This post is sponsored by Curriculum Associates
Data has become a key component that schools count on to help drive student outcomes. But implementing new processes that incorporate data can be tricky. Chavez Elementary School Principal Robert Rayburn details how school leaders can create a new culture that embraces data and uses it as a positive tool to enhance instruction and student achievement.
Some schools are using data to create personalized learning paths for students. This can be a tough concept for teachers and parents to grasp. How can school leaders help ease this transition?
The first step is getting teachers and parents to understand how data can flow like water to support everyday classroom instruction. To promote this mindset, you have to redefine data for them. Teachers often perceive data as simply summative—defining whether a teacher is good, bad, or somewhere in between. Parents can perceive data as simply a way to classify their children as far below basic, below basic, proficient, or advanced. We need to change these perceptions.
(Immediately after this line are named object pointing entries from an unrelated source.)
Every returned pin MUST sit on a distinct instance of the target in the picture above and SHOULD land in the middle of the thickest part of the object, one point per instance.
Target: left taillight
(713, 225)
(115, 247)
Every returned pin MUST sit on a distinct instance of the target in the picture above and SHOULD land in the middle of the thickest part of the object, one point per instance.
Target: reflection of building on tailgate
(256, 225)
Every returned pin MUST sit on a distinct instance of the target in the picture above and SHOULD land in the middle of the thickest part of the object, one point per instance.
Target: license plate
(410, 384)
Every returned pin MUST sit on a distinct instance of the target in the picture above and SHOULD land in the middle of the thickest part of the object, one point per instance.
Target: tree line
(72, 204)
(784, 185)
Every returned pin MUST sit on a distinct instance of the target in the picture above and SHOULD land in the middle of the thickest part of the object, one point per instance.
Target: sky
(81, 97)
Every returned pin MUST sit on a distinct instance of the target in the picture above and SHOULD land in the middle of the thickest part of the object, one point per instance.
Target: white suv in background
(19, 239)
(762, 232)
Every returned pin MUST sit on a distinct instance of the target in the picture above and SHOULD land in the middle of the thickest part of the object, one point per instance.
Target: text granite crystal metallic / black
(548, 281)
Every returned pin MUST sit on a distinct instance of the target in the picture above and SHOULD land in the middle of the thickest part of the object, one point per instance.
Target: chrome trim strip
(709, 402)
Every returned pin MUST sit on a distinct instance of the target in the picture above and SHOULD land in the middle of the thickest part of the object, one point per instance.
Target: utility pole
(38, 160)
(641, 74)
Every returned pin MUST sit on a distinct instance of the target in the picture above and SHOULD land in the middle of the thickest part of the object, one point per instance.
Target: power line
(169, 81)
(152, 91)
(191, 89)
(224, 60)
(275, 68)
The process we have in place at Chavez Elementary has been successful. We started by showing our teachers that they know way more about how a child is learning than they might realize. Second, we provided all of our teachers with laptops. It does not help to provide educators with great data and then not give them a means to access it and have conversations about it without being tied to their desks. Third, we taught them how to work as a team in a professional learning community (PLC) to decide what data to focus on and how to define expectations for student success at each grade level. With Curriculum Associates’ i-Ready®, we have up-to-date data that we can use to explain to parents, in very specific terms, exactly what their child’s strengths and weaknesses are and what they can do as parents to help. We can use the same data to support conferencing conversations with students.
Say more about professional learning communities (PLCs)—how do they support data-driven, personalized learning and communication between teachers and administrators?
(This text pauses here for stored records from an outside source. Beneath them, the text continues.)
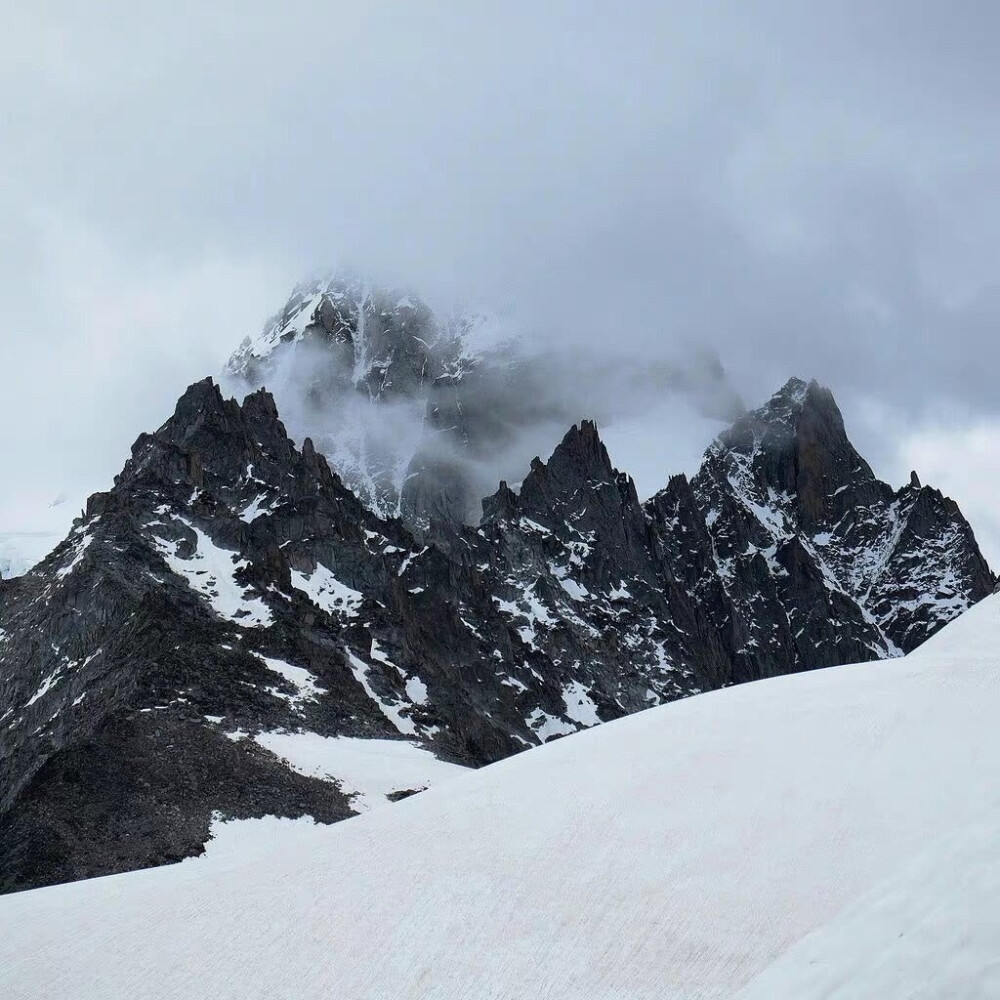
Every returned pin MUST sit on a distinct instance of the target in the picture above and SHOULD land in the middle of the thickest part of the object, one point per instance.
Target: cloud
(798, 188)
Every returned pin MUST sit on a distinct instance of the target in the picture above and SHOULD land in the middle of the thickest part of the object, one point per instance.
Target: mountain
(230, 632)
(341, 350)
(421, 414)
(829, 834)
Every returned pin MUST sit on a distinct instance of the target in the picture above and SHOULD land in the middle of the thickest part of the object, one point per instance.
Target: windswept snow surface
(834, 834)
Our PLCs follow the research of Richard and Rebecca DuFour. We meet to discuss what the “non-negotiable” standards are and every standard cannot be one. The non-negotiables are the standards that an educator says, “If the student doesn’t get this in my grade, they are cooked.” These determinations are based on the professional knowledge of teachers at each grade and, once chosen, they make up the essential learning path for students. Next, we consider what we will do if a student does not master the concepts and what we will do if a student does master the concepts. In this process, an entire team takes responsibility for all students. We have discussions about why students are “getting it” in one class and not another and we group lesson plans by need. This helps take the emotion out of the discussions.
To enable these types of discussions, school leaders need to give teams the time to meet. In our school, grade-level teams have 45 minutes per week to meet with our intervention coach. We use i-Ready’s data as a key component of these meetings. Prior to using this program, we weren’t exactly sure what to do for students who were not getting certain concepts. Now, using our data, our teams are having real conversations about goal setting for each student, both to remediate and to progress students who are highly proficient. We have defined next steps about what we are going to do the next day and the day after that. It is actually addicting.
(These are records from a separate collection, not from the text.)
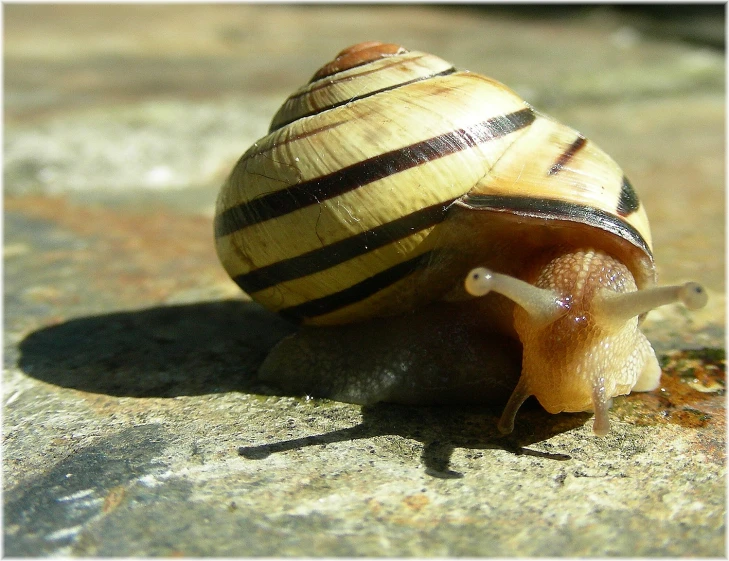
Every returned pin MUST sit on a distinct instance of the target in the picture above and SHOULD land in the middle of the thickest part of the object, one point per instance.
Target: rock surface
(133, 421)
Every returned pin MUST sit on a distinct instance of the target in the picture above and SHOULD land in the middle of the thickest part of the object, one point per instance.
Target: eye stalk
(544, 306)
(623, 306)
(581, 366)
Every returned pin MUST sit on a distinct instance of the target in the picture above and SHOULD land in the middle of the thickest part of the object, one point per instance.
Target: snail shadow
(440, 429)
(216, 347)
(165, 351)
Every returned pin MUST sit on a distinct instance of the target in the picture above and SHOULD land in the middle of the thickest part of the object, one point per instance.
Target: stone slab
(133, 423)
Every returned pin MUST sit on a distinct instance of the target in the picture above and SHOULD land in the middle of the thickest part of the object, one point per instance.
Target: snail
(437, 239)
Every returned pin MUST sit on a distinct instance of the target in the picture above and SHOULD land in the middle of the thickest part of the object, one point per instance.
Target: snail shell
(391, 177)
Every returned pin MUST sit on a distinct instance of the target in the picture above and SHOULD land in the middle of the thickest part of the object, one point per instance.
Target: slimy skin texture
(583, 359)
(442, 354)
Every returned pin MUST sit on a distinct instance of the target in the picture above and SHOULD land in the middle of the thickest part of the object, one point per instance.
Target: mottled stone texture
(133, 421)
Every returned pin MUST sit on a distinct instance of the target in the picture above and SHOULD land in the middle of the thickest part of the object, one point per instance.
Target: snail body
(389, 189)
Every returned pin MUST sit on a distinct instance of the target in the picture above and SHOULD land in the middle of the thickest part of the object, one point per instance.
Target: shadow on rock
(157, 352)
(441, 430)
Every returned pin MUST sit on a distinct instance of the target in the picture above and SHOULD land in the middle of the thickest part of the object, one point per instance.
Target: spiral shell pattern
(329, 218)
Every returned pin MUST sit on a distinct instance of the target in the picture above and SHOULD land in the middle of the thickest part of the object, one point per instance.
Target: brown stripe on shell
(628, 202)
(349, 178)
(358, 55)
(356, 292)
(567, 155)
(352, 76)
(338, 252)
(316, 111)
(552, 209)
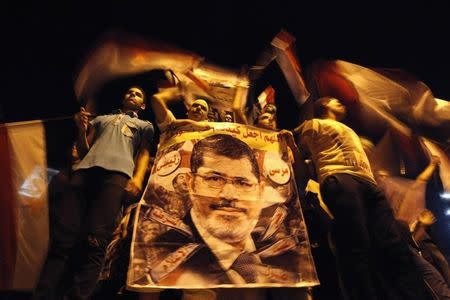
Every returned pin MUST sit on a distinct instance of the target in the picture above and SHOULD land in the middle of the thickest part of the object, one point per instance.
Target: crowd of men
(222, 187)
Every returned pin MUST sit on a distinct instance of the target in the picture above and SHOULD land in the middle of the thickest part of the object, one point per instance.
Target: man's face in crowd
(339, 110)
(149, 231)
(267, 121)
(226, 197)
(198, 111)
(134, 99)
(228, 118)
(180, 184)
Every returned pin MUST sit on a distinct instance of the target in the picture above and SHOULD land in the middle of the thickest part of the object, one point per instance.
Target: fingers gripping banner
(221, 209)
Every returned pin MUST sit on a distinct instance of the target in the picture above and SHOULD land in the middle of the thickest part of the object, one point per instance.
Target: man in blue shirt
(114, 153)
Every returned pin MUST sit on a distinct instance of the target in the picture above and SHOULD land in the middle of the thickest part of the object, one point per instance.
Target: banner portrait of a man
(221, 209)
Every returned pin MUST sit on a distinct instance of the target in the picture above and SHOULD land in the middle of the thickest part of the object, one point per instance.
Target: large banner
(221, 209)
How can school and district leaders develop a culture of data use?
Culture follows mission. Our mission was formed with the understanding that we have the ability to get up-to-date data on students and that we know what to do with that data once we have it. School leaders need to inform themselves on how to mine and use data so that they have an understanding of what is possible. The first step with staff is leading a coalition of the willing. When I decided to move into this area, I asked some of my teachers to join me in trying this experiment. I explained what I thought we could accomplish together, and I focused on the fact that everyone on a team brings a different strength and that we are all better off by working together. This approach caught on faster than I anticipated. Our teachers realized that seeing how students are progressing is extremely valuable. Because the data became part of conferencing discussions with individual students, we started seeing students pay more attention to how they were doing and describing it back to them, which was also very powerful.
How can school leaders help support the consistent and meaningful use of data as part of instruction?
Focus on the data that fits your mission. We focus on the response to instruction data that is available in i-Ready, because it gives us a consistent approach over time. It allows us to do an intervention and then see how a student did with that intervention. We can see if a child’s trajectory is in the up, or down, position. In addition, I let my teachers decide how they meet and what they focus on, and I provide feedback to help them gain confidence in their choices. This helps them take ownership over the process.
What are some ways schools and teachers use data to improve the home-school connection?
Treat parents like partners in the process. Our teachers are great at this. They show parents the i-Ready data we are using and how it can help define where their child is relative to what we are grading on in a report card. Parents want to know how their child is doing on an ongoing basis, not simply in terms of a point-in-time classification. In addition, we are able to show them the things they can do at home to help their child progress. Our parents are aware of their child’s day-to-day instructional plan, and we are starting to notice that our students are more aware of their own learning. For instance, recently there was a nine-year-old student talking about his comprehension of conversational text. I never thought I would see this happen.
Focusing on data has created huge wins for us. We have been able to overcome the deficiencies typical of a large population of struggling students. Our teachers are able to help every child do better than when he or she first came into that teacher’s classroom, and this is very empowering for them.
Robert Rayburn is the principal of Chavez Elementary School in Norwalk, CA.